Effects of glucose-to-fructose ratios in solutions on subjective satiety, food intake, and satiety hormones in young men
Tina Akhavan and G Harvey Anderson, Department of Nutritional Sciences, Faculty of Medicine, University of Toronto, Toronto, ON, Canada.

Background: The greater prevalence of obesity and the metabolic syndrome in the past 35 y has been attributed to the replacement of sucrose in the food supply with high-fructose corn syrup (HFCS).
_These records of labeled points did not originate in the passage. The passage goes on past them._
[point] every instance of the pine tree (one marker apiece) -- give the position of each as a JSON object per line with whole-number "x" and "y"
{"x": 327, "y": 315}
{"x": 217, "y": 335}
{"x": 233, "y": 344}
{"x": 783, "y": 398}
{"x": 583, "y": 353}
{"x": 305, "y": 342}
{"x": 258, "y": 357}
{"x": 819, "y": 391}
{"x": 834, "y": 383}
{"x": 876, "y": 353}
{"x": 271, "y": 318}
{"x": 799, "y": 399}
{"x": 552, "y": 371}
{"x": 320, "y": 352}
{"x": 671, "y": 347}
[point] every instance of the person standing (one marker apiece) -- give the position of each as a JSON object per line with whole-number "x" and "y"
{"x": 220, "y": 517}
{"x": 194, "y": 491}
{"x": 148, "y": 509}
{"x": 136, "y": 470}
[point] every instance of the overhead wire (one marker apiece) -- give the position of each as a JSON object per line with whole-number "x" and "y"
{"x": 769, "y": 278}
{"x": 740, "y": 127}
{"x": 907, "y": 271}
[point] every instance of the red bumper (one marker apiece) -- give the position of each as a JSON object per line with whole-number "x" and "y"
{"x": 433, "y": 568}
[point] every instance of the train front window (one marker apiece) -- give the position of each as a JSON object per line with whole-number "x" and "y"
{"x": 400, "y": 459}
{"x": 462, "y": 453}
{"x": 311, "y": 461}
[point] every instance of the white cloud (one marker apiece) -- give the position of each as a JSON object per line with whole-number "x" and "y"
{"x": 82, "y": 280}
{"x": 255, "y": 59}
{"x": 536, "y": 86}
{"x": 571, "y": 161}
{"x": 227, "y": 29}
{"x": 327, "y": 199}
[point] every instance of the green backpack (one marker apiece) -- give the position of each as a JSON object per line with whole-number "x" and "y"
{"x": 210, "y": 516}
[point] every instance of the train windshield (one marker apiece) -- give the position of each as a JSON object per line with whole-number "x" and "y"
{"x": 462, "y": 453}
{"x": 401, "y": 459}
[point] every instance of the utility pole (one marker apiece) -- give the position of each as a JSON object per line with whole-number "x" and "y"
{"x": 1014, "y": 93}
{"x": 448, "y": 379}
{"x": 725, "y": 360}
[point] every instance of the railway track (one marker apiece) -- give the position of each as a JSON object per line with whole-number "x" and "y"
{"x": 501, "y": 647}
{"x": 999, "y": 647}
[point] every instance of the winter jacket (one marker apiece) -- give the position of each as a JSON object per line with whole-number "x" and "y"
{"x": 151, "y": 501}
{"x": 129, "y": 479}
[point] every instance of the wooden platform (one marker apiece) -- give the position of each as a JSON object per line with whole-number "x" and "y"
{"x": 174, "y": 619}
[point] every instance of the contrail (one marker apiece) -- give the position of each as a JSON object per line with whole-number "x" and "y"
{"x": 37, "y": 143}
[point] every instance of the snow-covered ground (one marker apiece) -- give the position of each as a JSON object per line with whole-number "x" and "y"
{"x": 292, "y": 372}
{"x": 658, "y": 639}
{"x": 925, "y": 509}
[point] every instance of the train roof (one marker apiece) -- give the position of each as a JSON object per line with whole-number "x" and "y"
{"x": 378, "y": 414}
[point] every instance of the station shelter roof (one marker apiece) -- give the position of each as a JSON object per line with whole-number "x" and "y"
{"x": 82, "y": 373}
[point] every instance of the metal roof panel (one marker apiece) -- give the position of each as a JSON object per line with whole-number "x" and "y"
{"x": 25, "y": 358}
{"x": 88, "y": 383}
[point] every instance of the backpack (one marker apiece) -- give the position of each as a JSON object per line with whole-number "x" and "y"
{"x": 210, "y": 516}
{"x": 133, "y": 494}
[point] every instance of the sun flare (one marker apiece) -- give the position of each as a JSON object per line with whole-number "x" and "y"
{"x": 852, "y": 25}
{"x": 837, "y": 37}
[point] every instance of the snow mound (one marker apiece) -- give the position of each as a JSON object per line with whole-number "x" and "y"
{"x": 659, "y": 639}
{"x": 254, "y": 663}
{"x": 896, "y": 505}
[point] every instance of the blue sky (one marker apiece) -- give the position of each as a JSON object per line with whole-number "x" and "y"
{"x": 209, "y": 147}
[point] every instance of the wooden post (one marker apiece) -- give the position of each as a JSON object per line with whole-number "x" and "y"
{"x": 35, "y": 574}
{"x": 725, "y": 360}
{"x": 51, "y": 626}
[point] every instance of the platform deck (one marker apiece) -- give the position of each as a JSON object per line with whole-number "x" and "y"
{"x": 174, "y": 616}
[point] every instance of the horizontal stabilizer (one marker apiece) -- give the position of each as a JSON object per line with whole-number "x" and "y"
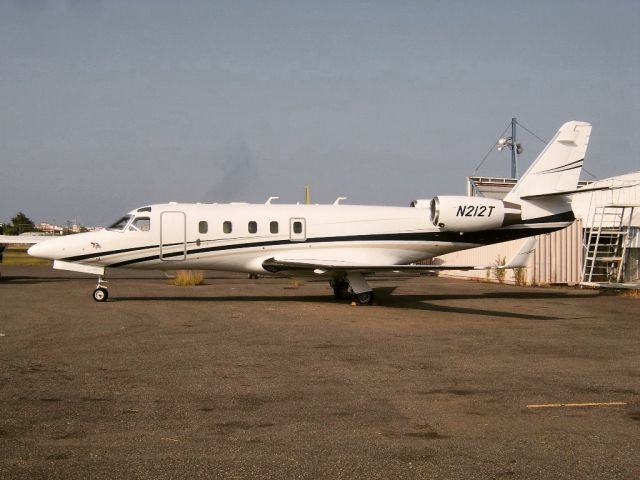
{"x": 521, "y": 258}
{"x": 578, "y": 190}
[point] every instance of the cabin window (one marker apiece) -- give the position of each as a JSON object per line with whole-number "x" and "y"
{"x": 120, "y": 225}
{"x": 142, "y": 224}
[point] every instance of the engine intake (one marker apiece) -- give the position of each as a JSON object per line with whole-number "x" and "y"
{"x": 472, "y": 214}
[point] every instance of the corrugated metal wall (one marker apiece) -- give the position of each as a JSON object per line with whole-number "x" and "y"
{"x": 557, "y": 258}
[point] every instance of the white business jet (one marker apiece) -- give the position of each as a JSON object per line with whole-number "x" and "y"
{"x": 342, "y": 243}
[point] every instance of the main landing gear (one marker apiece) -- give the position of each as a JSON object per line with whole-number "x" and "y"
{"x": 352, "y": 284}
{"x": 100, "y": 294}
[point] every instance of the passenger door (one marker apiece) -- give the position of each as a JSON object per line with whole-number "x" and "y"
{"x": 173, "y": 236}
{"x": 297, "y": 229}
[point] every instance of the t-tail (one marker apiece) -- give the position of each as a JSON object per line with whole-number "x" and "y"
{"x": 543, "y": 191}
{"x": 538, "y": 203}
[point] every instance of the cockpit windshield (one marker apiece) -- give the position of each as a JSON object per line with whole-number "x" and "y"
{"x": 121, "y": 224}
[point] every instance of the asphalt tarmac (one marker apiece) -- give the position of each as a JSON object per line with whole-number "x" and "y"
{"x": 269, "y": 378}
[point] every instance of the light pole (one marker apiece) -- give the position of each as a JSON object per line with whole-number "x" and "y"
{"x": 516, "y": 148}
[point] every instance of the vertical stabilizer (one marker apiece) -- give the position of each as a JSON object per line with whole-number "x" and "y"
{"x": 557, "y": 168}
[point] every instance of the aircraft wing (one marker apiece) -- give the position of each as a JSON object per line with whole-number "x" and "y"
{"x": 277, "y": 265}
Objective: Two experiments were conducted to determine the effect of solutions containing sucrose, HFCS, or various ratios of glucose to fructose (G:F) on food intake (FI), average appetite (AA), blood glucose (BG), plasma insulin, ghrelin, and uric acid (UA) in men.

Design: Sugar solutions (300 kcal/300 mL) were (in %) G20:F80, HFCS 55 (G45:F55), sucrose, and G80:F20 (experiment 1, n = 12) and G20:F80, G35:F65, G50:F50, sucrose, and G80:F20 (experiment 2, n = 19). The controls were a sweet energy-free control (experiment 1) and water (both experiments). Solutions were provided in a repeated-measures design. AA, BG, and FI were measured in all subjects. Hormonal responses and UA were measured in 7 subjects in experiment 2. Measurements were taken from baseline to 75 min. FI was measured at 80 min.

Results: Sucrose and HFCS (experiment 1) and sucrose and G50:F50 (experiment 2) had similar effects on all dependent measures. All sugar solutions similarly reduced the AA area under the curve (AUC). FI and plasma UA concentrations were significantly (P < 0.05) lower after high-glucose solutions than after low-glucose solutions. The lower FI was associated with a greater BG AUC (P < 0.05) and smaller AA and ghrelin AUCs (P < 0.01). Insulin and BG AUCs were positively associated (P < 0.001).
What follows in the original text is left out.